Si tratta del nuovo brano estratto dal suo nuovo album “Homo” in uscita il 23 gennaio.
Un progetto deliberatamente scomodo e refrattario a qualsiasi etichetta. Che arriva dopo una serie di pubblicazioni che hanno progressivamente definito un nuovo orizzonte artistico.
E che rappresenta oggi un punto di sintesi tra le diverse traiettorie sonore e concettuali dell’artista.
“Homo” è il risultato di una lunga gestazione e concentra in modo coerente tensioni, linguaggi e immaginari già emersi nei lavori più recenti. I tratti distintivi del linguaggio di Karakaz restano intatti.
Suoni metallici, stratificazioni abrasive, improvvise deflagrazioni e un lavoro ritmico che alterna ciclicità ossessive e andamenti marziali.
I testi rinunciano a ogni forma di mediazione: sono fisici, diretti e spesso claustrofobici. Affrontano senza filtri il conflitto permanente tra identità individuale e un contesto sociale percepito come ostile e ipocrita.
Dal punto di vista sonoro “Homo” si muove in una zona franca tra i generi.

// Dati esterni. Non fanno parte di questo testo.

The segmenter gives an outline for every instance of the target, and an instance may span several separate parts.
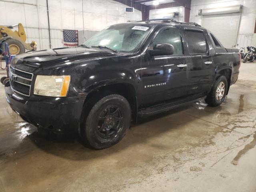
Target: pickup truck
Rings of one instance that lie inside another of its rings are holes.
[[[202,98],[220,105],[238,78],[236,52],[195,23],[118,24],[78,47],[17,56],[6,98],[25,121],[102,149],[139,117]]]

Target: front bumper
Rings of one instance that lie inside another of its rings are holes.
[[[12,108],[28,123],[58,134],[78,130],[85,97],[28,98],[14,93],[10,86],[5,92]]]

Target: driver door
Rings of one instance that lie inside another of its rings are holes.
[[[165,27],[156,33],[148,49],[158,44],[173,46],[171,55],[152,56],[148,50],[142,57],[141,77],[144,104],[152,104],[187,94],[188,56],[184,55],[182,37],[175,27]]]

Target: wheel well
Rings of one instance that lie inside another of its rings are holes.
[[[227,90],[227,95],[228,93],[229,87],[230,86],[230,82],[231,80],[232,71],[230,69],[224,69],[220,71],[217,74],[216,78],[221,75],[224,75],[227,78],[228,81],[228,90]]]
[[[110,92],[117,94],[125,97],[129,102],[132,109],[132,118],[134,122],[137,120],[137,100],[134,87],[131,84],[126,83],[107,85],[100,87],[89,93],[86,96],[84,103],[90,98],[103,94]]]

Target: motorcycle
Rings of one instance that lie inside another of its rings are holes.
[[[244,50],[242,50],[242,49]],[[244,52],[243,52],[245,51],[245,49],[243,47],[241,47],[239,49],[239,52],[240,52],[240,54],[241,54],[241,58],[243,59],[244,58]]]
[[[247,53],[244,56],[243,62],[246,62],[248,61],[250,62],[253,62],[255,59],[256,57],[256,48],[252,46],[248,46]]]

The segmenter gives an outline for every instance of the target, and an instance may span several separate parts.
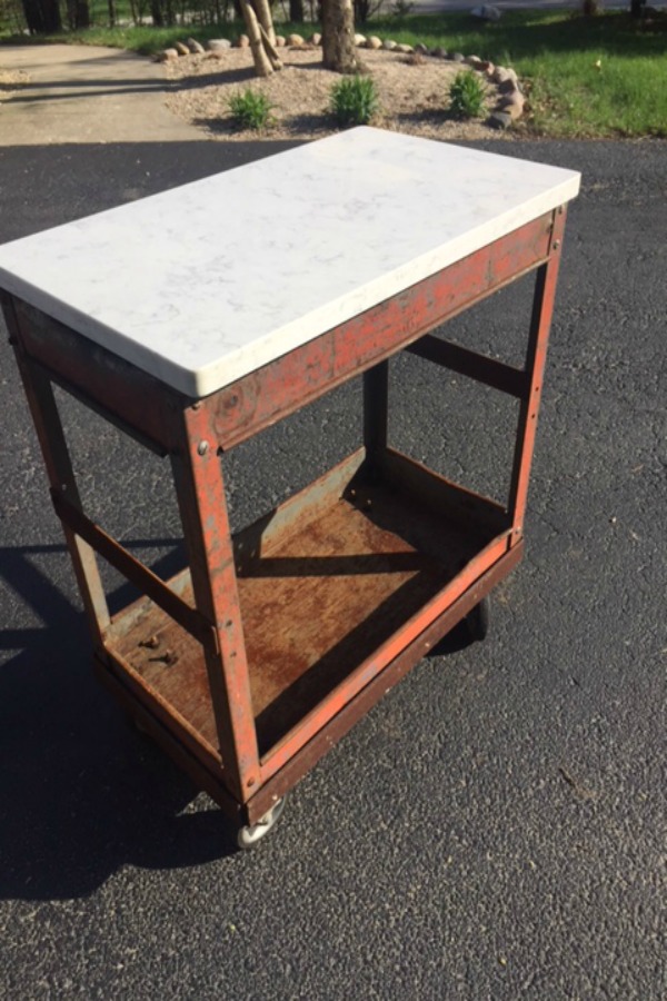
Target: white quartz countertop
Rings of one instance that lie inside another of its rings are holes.
[[[577,195],[359,128],[0,247],[0,288],[206,396]]]

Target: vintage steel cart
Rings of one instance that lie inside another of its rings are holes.
[[[0,248],[99,675],[241,845],[520,559],[578,184],[356,129]],[[522,368],[428,333],[532,269]],[[402,349],[520,400],[507,504],[389,447],[387,361]],[[225,454],[359,374],[361,447],[232,535]],[[172,579],[82,509],[52,384],[169,457],[189,564]],[[96,554],[143,595],[113,616]]]

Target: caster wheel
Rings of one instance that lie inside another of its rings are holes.
[[[267,836],[285,810],[286,799],[286,796],[282,796],[281,800],[278,800],[278,802],[271,806],[269,812],[265,813],[262,819],[257,821],[256,824],[248,824],[248,826],[239,829],[237,834],[237,845],[240,849],[248,851],[248,849],[255,848],[262,838]]]
[[[464,618],[472,642],[486,640],[489,632],[489,599],[482,598]]]

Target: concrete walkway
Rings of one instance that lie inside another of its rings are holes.
[[[146,57],[88,46],[3,46],[2,70],[21,70],[29,82],[0,90],[0,147],[201,139],[167,109],[169,82]]]

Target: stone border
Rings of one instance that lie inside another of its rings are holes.
[[[319,47],[322,43],[321,34],[315,33],[310,38],[305,39],[300,34],[276,36],[276,47],[278,49],[300,48],[300,47]],[[461,67],[467,66],[470,70],[480,73],[489,83],[495,83],[498,90],[498,100],[496,107],[486,120],[492,129],[508,129],[514,121],[521,118],[526,105],[526,98],[519,83],[516,70],[505,67],[495,66],[479,56],[464,56],[461,52],[448,52],[446,49],[429,49],[425,44],[406,46],[392,41],[391,39],[378,38],[375,34],[355,34],[355,44],[358,49],[384,49],[387,52],[396,52],[402,56],[429,56],[432,59],[445,59],[448,62],[460,63]],[[240,34],[235,43],[228,38],[213,38],[207,42],[208,50],[217,53],[220,58],[226,49],[247,49],[250,46],[250,39],[247,34]],[[156,58],[158,62],[167,62],[171,59],[178,59],[180,56],[197,56],[206,52],[201,42],[195,38],[189,38],[186,42],[176,42],[172,49],[163,49]]]

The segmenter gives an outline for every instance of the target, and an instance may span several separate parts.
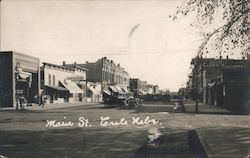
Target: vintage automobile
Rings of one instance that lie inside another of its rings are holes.
[[[108,86],[103,90],[104,107],[119,106],[121,108],[129,108],[141,106],[141,100],[134,97],[133,92],[125,91],[118,86]]]

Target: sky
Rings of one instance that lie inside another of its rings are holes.
[[[54,64],[106,56],[131,78],[177,91],[201,43],[190,15],[173,21],[182,0],[2,0],[0,50]]]

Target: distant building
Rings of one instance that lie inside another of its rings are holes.
[[[39,58],[0,52],[0,106],[35,103],[40,90]]]
[[[103,57],[96,62],[85,64],[66,64],[64,66],[76,65],[79,67],[84,67],[88,69],[87,81],[88,82],[99,82],[102,87],[105,85],[118,85],[119,87],[128,88],[129,87],[129,74],[120,66],[120,64],[115,64],[112,60]]]
[[[50,103],[78,102],[86,99],[86,71],[78,66],[43,63],[41,82]]]
[[[250,99],[250,60],[194,58],[191,64],[192,86],[188,86],[193,96],[234,111],[246,108]]]
[[[87,102],[101,102],[101,83],[88,82],[87,86]]]
[[[131,78],[130,90],[141,95],[147,94],[147,81],[141,81],[139,78]]]

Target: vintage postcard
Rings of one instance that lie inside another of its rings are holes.
[[[0,0],[0,158],[249,158],[249,0]]]

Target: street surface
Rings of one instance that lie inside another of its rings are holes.
[[[0,155],[10,158],[198,157],[190,144],[192,130],[209,138],[205,142],[215,157],[246,157],[249,151],[247,115],[233,115],[220,109],[195,114],[193,104],[186,105],[185,113],[175,112],[173,105],[165,103],[143,104],[141,109],[105,109],[102,104],[82,104],[0,111]],[[240,146],[235,146],[235,141]]]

Assorbe strutture del rock, svuota e riassembla i codici del pop. Uilizza la sintesi sonora con un approccio che guarda più alla psichedelia e alla techno che alla forma-canzone tradizionale.

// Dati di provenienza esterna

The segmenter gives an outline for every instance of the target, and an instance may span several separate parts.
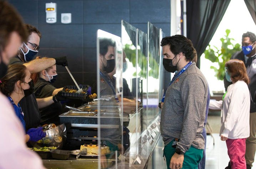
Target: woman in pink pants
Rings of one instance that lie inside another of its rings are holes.
[[[221,140],[226,141],[230,159],[226,168],[245,169],[245,140],[250,134],[249,80],[242,61],[231,59],[225,65],[226,78],[232,84],[223,100],[210,101],[209,108],[221,110],[220,136]]]

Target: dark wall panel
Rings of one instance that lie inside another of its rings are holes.
[[[83,5],[85,23],[119,23],[129,19],[129,0],[87,0]]]
[[[97,68],[96,48],[84,48],[83,70],[84,72],[96,72]]]
[[[17,10],[25,23],[37,26],[37,1],[36,0],[9,1]]]
[[[40,46],[45,48],[82,48],[82,25],[41,25]]]
[[[170,0],[130,0],[130,22],[170,22]]]
[[[85,24],[83,26],[84,47],[96,47],[96,38],[98,29],[121,36],[121,21],[119,23]]]

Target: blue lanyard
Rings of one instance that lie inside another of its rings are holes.
[[[182,70],[181,70],[180,72],[180,73],[179,73],[179,74],[177,75],[177,76],[174,75],[174,76],[173,78],[173,79],[171,79],[171,82],[170,83],[170,84],[169,84],[169,85],[168,86],[168,87],[169,87],[170,85],[173,82],[173,81],[174,81],[174,80],[176,79],[176,78],[178,78],[179,76],[180,75],[184,72],[189,67],[190,65],[192,63],[192,62],[190,62],[188,63],[184,67],[183,69],[182,69]],[[167,88],[167,89],[168,88]],[[165,89],[165,91],[164,91],[164,95],[163,96],[163,99],[162,99],[162,102],[164,102],[164,99],[165,98],[165,93],[166,93],[166,90],[167,90],[167,89]]]
[[[111,79],[110,79],[110,78],[108,78],[107,76],[105,77],[105,76],[104,76],[104,75],[101,72],[99,72],[99,74],[101,76],[102,76],[105,81],[107,81],[107,82],[108,83],[108,85],[109,85],[109,86],[111,88],[112,90],[113,90],[113,93],[114,93],[114,94],[115,95],[115,97],[116,97],[116,99],[118,100],[117,97],[117,96],[116,93],[116,90],[114,88],[114,84],[113,84],[113,83],[112,82]],[[106,78],[108,79],[106,79]]]
[[[8,96],[8,99],[9,99],[9,100],[10,100],[10,101],[11,102],[11,103],[12,105],[15,105],[15,106],[16,105],[14,103],[14,102],[13,101],[13,100],[11,98],[11,97],[10,96]],[[19,104],[19,103],[18,104],[18,108],[19,108],[19,110],[20,110],[20,114],[21,115],[21,116],[22,116],[22,117],[24,117],[24,112],[22,111],[22,110],[21,110],[21,107],[20,106],[20,104]]]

“Homo” è un atto di frizione più che di appartenenza. Non offre soluzioni né catarsi ma restituisce un’urgenza sincera. Una forma di rabbia controllata che proprio nella sua durezza, lascia intravedere una speranza minima ma necessaria.
Ad anticipare l’album è “Forte”, il brano disponibile dal 16 gennaio che rappresenta il momento più esposto e sentimentale mai raggiunto da Karakaz.
Una traccia che riesce a dare rumore al dolore della perdita, trasformando il crollo di un rapporto in una materia sonora fragile e intensa. La scrittura attraversa i ricordi senza potervi più appartenere, mettendo in scena una distanza affettiva e irreversibile.
Il testo procede per scomposizione, come un’operazione chirurgica sulla memoria. Ciò che un tempo costruiva la bellezza viene analizzato e privato di ogni protezione retorica.
Non c’è nostalgia rassicurante, ma una lucidità dolorosa che rende il brano profondamente fisico.